Semptomların ilk ortaya çıkışından 9-10 gün sonra hastalar iyileşme belirtileri gösterir, fakat %30'u rahatsızlığın 2. haftasında ölür.

Teşhis konulması

Kırım-Kongo Hemorajik Ateşinin teşhisi sendroma yol açan virüsün veya virüsün RNA'sının kan ve doku örneklerinden izolasyonunu, virüse karşı vücutta oluşmuş antikorların ve virüs antijeninin varlığının saptanmasını içerir.

Ayrıca teşhisin konması için kullanılacak laboratuvarların biyogüvenlik açısından tam güvenli olması çok önemlidir.

Tedavisi nasıl?

Spesifik bir tedavisi olmadığı için tedavi çoğunlukla semptomatik ve destek tedavisini içerir. Hastalık sırasında sıklıkla gözlenen trombositopeni gerektiğinde düzeltilmeli, pıhtılaşma faktörleri yerine konmalıdır. Bu amaçla trombosit süspansiyonları kullanılır. Ribavirin adlı bir ilacın ağızdan 10 gün süre ile uygulanmasının, yani oral ribavirin tedavisinin etkinliği kesin değildir. Bir kısım araştırmalar ilacın etkin olduğunu bildirmekte ise de ülkemizden yakın zamanda yayınlanan çok merkezli bir araştırma etkin olmadığı yönündedir. İlacın etkin olup olmadığına karar vermek için ileri klinik araştırmalar gerekmektedir. Hastalığı geçirenlerden elde edilen veya atlardan elde edilen bağışık serum uygulaması etkin olabilir. Bu konuda da araştırmalar devam etmektedir.

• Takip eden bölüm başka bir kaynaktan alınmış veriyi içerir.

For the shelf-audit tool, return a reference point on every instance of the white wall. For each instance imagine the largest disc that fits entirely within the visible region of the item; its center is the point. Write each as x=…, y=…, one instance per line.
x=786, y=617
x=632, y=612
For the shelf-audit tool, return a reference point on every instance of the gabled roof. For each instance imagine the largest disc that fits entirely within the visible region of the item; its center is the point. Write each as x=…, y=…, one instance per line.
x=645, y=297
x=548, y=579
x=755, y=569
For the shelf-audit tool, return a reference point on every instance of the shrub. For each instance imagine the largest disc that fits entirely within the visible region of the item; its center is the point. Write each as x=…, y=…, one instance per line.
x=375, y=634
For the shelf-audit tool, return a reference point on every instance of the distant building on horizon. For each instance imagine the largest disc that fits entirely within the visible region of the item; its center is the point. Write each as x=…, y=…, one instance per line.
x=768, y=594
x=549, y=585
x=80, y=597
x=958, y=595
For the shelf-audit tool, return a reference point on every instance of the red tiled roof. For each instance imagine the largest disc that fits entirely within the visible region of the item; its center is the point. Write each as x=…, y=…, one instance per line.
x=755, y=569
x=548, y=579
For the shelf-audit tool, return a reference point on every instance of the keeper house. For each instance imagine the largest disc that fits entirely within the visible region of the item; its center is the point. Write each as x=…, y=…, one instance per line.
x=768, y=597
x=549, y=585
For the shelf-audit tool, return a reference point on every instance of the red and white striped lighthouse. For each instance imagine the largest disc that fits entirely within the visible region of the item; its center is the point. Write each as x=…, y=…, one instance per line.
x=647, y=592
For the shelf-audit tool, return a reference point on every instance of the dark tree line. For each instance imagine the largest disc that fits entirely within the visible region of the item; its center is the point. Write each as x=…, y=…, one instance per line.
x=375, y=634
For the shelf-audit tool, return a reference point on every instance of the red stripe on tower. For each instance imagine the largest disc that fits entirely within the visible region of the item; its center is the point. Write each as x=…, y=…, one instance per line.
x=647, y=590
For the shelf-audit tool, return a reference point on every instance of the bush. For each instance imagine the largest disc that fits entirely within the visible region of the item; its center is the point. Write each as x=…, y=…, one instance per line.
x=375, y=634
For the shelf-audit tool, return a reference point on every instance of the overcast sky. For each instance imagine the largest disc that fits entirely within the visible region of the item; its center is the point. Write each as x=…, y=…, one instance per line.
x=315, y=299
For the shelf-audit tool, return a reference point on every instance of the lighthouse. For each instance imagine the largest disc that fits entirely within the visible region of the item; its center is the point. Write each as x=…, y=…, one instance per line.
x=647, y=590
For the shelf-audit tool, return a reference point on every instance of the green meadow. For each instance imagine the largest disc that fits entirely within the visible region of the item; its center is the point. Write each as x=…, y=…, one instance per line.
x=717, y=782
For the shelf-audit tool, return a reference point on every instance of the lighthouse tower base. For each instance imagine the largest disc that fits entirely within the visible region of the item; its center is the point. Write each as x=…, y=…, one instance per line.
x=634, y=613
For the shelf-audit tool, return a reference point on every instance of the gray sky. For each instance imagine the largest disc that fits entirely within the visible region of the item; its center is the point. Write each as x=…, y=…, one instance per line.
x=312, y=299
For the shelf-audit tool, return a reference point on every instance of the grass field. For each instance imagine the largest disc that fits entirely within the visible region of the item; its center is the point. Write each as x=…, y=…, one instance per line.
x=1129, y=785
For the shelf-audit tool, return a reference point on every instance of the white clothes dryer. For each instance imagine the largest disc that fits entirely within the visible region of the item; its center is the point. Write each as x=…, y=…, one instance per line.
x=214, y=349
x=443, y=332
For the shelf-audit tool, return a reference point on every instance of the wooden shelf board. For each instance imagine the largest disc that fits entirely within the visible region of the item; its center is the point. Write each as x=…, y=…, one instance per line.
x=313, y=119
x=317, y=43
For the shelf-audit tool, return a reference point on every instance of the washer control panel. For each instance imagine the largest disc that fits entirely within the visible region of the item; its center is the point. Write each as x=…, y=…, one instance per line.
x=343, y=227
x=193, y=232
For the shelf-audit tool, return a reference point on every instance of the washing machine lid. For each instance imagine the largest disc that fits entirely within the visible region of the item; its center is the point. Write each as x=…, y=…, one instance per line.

Modern tekniklerle hazırlanmış bir aşı mevcut değildir ancak araştırmalar devam etmektedir. Hastalığı geçirenlerin ömür boyu bağışıklık kazanabileceği bilinmektedir.

Gülhane Askerî Tıp Akademisi (GATA) Mikrobiyoloji bölümünden Prof. Dr. Ayhan Kubar'ın başkanlığında 2007 yılından beri yürütülen çalışmalar sonucunda Refik Saydam Hıfzıssıhha Merkezi'nin eski Aşı-Serum Merkezi Müdürü Mustafa Hacıömeroğlu tarafından geliştirilen bir serum yüksek risk grubunda bulunan ve yüzde 90 ölüm riski bulunan 26 hastada kullanılmış ve bu hastalardan 24'ü iyileşmiştir.

Önlemleri

Türkiye Atom Enerjisi Kurumu, 2008 yılında nükleer teknoloji kullanarak kene popülasyonunu kontrol altına alacak bir proje üzerinde çalışmaya başlamıştır. Bu yöntem dünyada ilk kez Orta Anadolu'dan alınıp Sarayköy Nükleer Araştırma Merkezi’ne getirilen kenelere uygulandı. Laboratuvar aşaması 2-3 yıl içinde bitecek projede üreme yeteneğini kaybetmeden kısırlaştırıp doğaya salınan kenelerden doğacak kısır yavrular ile birlikte yavaş yavaş Kırım Kongo Kanamalı Ateşi’ne neden olanlarla birlikte kene popülasyonu yok olacağı iddia edilmektedir.